Long after my sheets were damp with sweat and tangled from my restlessness, I tried and failed to find sleep.
Which brought me to now, about to get naked with the guy I craved beyond reason. The same guy I’d taken an oath of celibacy with just yesterday. Had it been me or him who thought it was a good idea to keep things platonic?
“Oh, fuck it.” I snatched the belt of my robe open, slid my arms out and tossed it into a silky puddle just out of reach of the tide.

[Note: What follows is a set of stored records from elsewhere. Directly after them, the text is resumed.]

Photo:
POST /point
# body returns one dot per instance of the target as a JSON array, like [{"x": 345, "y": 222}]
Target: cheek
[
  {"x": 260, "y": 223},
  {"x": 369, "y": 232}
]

Then I ran like the hounds of hell were at my heels straight into the water that hadn’t yet had months of summer sun heating it. I screeched like a banshee, but I didn’t stop until I was submerged up to my neck.
A loud groan followed my departure. I peeked over my shoulder to find Logan standing holding the camera in one hand, the other propped on a hip. He bent from the waist, staring down toward his feet. His posture put me in mind of a runner who had just sprinted a mile at top speed and was fighting to catch his breath.
I felt suddenly cheered. It probably made me a little sadistic to take pleasure in his pain, but I can’t say I hated knowing he suffered right along with me.
I lifted my feet from the soft sand below me and treaded water, finally beginning to enjoy myself.
“You’re supposed to be taking pictures!” I called.
He lifted his head. “You are killing me, Sweet Pea.”
I grinned and dropped my feet, pushing off the ocean floor with enough strength to lift myself just high enough to flash him.
“Man up, Soldier. You have a job to do!”
His groan carried loud and clear across the water and I laughed. My body had gotten used to the water temperature so I swam a little, practicing my breaststroke—no pun intended—in a line parallel to shore.